3. The encryption apparatus for a common-key cipher according to claim 2, wherein
the encryption operation unit performs a binomial operation or a monomial operation one or more times in accordance with predetermined processing steps, the binomial operation or the monomial operation using the plaintext blocks Pi (1≦i≦N),
the authentication operation unit performing a binomial operation or a monomial operation one or more times in accordance with predetermined processing steps, the binomial operation or the monomial operation using the ciphertext blocks Ci (1≦i≦N+2),
the encryption apparatus for a common-key cipher further comprising a unit for combining the plurality of acquired ciphertext blocks Ci (1≦i≦N+2) with the message-authentication-code blocks, and outputting the combined result as a ciphertext.
4. The encryption apparatus for a common-key cipher according to claim 2, wherein
the encryption operation unit performs the encryption operation by an exclusive-OR logical sum,
the authentication operation unit performing the authentication operation by an arithmetic multiplication and an arithmetic addition.
5. The encryption apparatus for a common-key cipher according to claim 2, wherein
the encryption operation unit performs the encryption operation by an exclusive-OR logical sum,
the authentication operation unit performing the authentication operation by a multiplication on a finite field and an arithmetic addition.

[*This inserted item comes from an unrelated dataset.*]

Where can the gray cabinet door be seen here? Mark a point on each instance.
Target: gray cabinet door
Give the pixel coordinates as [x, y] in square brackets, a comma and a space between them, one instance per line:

6. The encryption apparatus for a common-key cipher according to claim 2, wherein
the encryption operation unit and the authentication operation unit share the random-number blocks Ri (1≦i≦N+1) used by the encryption operation unit and the authentication operation unit.
7. The encryption apparatus for a common-key cipher according to claim 2, wherein
the encryption operation unit and the authentication operation unit use the random-number blocks Ri (1≦i≦N+1) which differ from each other.
8. The encryption apparatus for a common-key cipher according to claim 2, further comprising a pseudo random-number generation unit for generating the random-number string R from said secret key.
9. The encryption apparatus for a common-key cipher according to claim 8, further comprising:
a unit for dividing the message into a plurality of messages, the psuedo random-number generation unit generating the random-number string R whose random numbers are equivalent to the divided messages in number; and
a unit for allocating either of the divided messages and the random-number string R to different operation units each, and thereby causing a parallel processing to be performed.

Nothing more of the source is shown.